Ökolandbaus 2014 – die wichtigsten Entwicklungen und Kennzahlen

Wie jedes Jahr werden viele Kennzahlen des Ökolandbaus in den Monaten Februar und März veröffentlicht: Der BÖLW veröffentlicht zur Biofach im Februar die Broschüre „Zahlen Daten Fakten – der Bio-Branche 2015“, in der Flächen- und Marktwachstum des Biolandbaus dargestellt sind. Die Internationale Entwicklung beschreiben IFOAM und FiBL in ihrem Buch „World of Organic Agriculture 2015“, und im März legte die AMI ihre kostenpflichtige (196 €) „Marktbilanz Ökolandbau 2015“ vor. Des weiteren veröffentlichte Dr. Jürn Sanders vom Thünen Institut im Laufe des März die detaillierte Auswertung der Buchführungsabschlüsse der Ökobetriebe innerhalb der BMEL-Testbetriebsnetzes („Analyse der wirtschaftlichen Lage ökologisch wirtschaftender Betriebe im Wirtschaftsjahr 2013/14“). In dieser Auswertung ist unter anderem die Gewinnentwicklung im Ökolandbau dargestellt.

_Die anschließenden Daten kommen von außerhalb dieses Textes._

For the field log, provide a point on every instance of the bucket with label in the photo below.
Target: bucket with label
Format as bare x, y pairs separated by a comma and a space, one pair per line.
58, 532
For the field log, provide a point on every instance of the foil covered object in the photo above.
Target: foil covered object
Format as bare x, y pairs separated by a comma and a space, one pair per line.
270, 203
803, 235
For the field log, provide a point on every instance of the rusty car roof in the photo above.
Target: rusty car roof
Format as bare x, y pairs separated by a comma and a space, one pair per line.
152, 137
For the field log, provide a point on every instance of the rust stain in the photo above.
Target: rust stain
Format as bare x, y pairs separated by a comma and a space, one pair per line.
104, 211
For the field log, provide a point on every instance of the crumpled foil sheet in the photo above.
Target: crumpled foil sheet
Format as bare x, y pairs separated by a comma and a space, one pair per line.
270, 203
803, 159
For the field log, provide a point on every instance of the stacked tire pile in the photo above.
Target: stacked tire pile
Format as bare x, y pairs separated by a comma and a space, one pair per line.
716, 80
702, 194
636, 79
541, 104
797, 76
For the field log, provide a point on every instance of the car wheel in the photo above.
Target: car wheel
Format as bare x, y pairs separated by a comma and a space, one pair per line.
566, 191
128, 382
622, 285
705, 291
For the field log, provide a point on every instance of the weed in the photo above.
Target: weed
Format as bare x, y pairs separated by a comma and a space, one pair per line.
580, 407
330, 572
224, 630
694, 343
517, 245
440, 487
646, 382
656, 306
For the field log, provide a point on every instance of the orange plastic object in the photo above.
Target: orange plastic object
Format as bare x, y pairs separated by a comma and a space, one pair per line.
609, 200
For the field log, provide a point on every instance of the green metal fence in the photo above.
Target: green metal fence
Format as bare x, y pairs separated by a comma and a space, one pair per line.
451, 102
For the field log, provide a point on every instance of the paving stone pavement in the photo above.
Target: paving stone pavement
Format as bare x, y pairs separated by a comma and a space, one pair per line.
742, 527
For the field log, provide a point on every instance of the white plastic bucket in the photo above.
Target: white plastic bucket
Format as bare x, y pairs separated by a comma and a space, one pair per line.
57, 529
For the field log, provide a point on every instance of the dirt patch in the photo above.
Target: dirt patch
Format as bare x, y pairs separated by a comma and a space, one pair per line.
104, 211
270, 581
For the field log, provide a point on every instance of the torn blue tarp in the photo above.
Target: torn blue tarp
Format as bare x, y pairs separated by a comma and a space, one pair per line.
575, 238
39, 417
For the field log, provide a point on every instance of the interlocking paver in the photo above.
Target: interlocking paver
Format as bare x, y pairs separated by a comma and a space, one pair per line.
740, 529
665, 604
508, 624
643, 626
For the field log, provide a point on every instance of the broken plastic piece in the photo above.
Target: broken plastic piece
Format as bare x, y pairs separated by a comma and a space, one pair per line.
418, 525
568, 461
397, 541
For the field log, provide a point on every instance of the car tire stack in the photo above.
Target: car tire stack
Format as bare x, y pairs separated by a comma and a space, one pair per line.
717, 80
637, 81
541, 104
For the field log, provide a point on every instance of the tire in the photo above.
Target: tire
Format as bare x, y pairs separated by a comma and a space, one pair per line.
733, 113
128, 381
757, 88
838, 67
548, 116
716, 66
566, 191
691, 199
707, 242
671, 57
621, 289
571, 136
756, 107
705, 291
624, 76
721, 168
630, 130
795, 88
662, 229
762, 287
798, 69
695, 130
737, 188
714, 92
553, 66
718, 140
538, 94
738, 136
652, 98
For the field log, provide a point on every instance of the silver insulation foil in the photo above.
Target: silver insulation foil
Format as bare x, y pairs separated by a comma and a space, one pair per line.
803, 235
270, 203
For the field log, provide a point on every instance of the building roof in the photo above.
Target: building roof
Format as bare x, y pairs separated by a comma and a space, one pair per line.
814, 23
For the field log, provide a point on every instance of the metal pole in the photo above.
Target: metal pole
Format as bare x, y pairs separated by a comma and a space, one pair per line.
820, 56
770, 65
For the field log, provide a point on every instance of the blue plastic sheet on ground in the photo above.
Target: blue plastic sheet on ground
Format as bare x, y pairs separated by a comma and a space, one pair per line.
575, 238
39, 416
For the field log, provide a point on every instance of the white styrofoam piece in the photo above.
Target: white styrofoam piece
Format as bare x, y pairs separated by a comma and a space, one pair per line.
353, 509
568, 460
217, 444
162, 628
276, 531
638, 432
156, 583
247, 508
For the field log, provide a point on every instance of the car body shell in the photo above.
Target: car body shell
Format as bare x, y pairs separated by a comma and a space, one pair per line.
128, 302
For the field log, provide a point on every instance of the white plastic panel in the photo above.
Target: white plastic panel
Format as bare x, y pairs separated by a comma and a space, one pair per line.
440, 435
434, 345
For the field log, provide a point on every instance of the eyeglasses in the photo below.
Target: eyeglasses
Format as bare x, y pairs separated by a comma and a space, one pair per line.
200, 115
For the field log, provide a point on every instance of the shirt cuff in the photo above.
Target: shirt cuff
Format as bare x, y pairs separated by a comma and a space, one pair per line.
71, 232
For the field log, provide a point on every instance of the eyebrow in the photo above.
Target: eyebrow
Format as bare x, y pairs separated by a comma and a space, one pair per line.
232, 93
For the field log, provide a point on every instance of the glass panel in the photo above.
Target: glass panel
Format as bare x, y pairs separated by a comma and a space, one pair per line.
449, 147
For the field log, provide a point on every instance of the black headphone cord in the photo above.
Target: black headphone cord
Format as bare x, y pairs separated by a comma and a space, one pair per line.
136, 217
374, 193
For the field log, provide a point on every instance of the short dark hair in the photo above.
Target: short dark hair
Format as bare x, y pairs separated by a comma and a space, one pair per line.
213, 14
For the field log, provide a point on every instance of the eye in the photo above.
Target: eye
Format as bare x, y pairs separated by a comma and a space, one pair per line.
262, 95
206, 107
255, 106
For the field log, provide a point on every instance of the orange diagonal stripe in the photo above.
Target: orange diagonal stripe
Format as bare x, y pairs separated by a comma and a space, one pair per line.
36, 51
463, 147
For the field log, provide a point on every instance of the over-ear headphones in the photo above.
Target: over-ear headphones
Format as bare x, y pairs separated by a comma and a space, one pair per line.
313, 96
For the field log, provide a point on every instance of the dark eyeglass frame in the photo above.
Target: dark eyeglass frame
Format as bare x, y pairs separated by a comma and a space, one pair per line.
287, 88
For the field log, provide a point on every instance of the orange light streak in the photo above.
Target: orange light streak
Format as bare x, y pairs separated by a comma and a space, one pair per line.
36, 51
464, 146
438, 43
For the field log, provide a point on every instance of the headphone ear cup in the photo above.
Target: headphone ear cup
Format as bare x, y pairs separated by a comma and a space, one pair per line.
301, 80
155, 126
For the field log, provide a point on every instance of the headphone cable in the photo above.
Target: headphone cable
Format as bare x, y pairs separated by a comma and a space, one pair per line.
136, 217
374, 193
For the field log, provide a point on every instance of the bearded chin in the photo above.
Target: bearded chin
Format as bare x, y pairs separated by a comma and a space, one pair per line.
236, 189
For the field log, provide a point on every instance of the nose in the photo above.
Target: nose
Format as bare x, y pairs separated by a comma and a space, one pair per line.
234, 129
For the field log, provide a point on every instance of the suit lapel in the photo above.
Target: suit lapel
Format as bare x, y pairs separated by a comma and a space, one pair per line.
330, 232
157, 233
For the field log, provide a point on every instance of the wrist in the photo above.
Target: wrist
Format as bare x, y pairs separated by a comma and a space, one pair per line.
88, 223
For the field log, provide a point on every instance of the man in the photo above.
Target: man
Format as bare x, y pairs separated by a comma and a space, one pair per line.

Kontinuierliches Marktwachstum des Ökosektors

Der Markt für ökologische Lebensmittel ist erneut um 4,8% auf 7,91 Mrd. EUR gewachsen. Auch in diesem Jahr liegt das Marktwachstum über dem Wachstum der Betriebe. Gleichwohl liegt der Marktanteil der Ökolebensmittel immer noch etwas unterhalb 4%, während die Ökoproduktion flächenmäßig bei 6.5% und nach Anzahl der Betriebe sogar bei 8,4% liegt.

In 2014 verfestigt sich auch das Bild, dass der Naturkostsektor vor allem Motor dieser Entwicklung ist, denn bereits im dritten Jahr hintereinander ist das größte Wachstum hier zu verzeichnen, während der Lebensmitteleinzelhandel kaum gewachsen ist. Allerdings verdeutlicht der Bericht des BÖLW bzw. die Zahlen der Ami, dass dieses Wachstum auch mit einem deutlichen Strukturwandel im Naturkostsektor einhergeht: Vor allem bei Ladengrößen über 100 qm gab es mehr Neueröffnungen als Schließungen, während unter 100 qm die Schließungen überwogen. Der langjährige Trend zu größeren Ladenflächen, bzw. auch das Wachstum der Biosupermärkte hält 2014 an. Insgesamt wurden 2014 101 Läden neu eröffnet, während 49 geschlossen wurden. Der Bericht des BÖLW berichtet auch von einem verstärkten Stadt-Land-Gefälle, da viele Läden auf dem Land schließen, während die neu eröffneten Läden eher in der Stadt zu finden sind. Die folgende Grafik zeigt die längerfristige Entwicklung der verschiedenen Absatzkanäle im Ökolandbau:

Absatzkanäle Biolandbau 1997-2015

Abb. 1: Entwicklung der Absatzkanäle Biolandbau 1997-2015 (Quelle: eigene Darstellung nach Daten von IÖW 2007, Rippin & Hamm 2007, AMI 2010-2015)

Wachstum der Produktion in 2014 auch angestiegen

Die Ökologisch bewirtschaftete Fläche wuchs 2014 erneut um 2,7% auf 1.09 Mio. ha. Auch die Zahl der Ökobetriebe nahm in 2014 deutlich um 2,9% auf 23.937 zu. In Deutschland werden aktuell 6,5% der Fläche ökologisch bewirtschaftet und 8,4% der landwirtschaftlichen Betriebe wirtschaften ökologisch. Die folgende Abbildung 2 zeigt die Zuwachsraten bei Markt und Produktion in Deutschland von 1994-2013:

Markt und Produktion 2014

Abb. 2: Entwicklung des Ökolandbaus (Markt und Produktion) 1995- 2014 (Quelle: Eigene Darstellung nach Daten von ZMP, AMI und BÖLW)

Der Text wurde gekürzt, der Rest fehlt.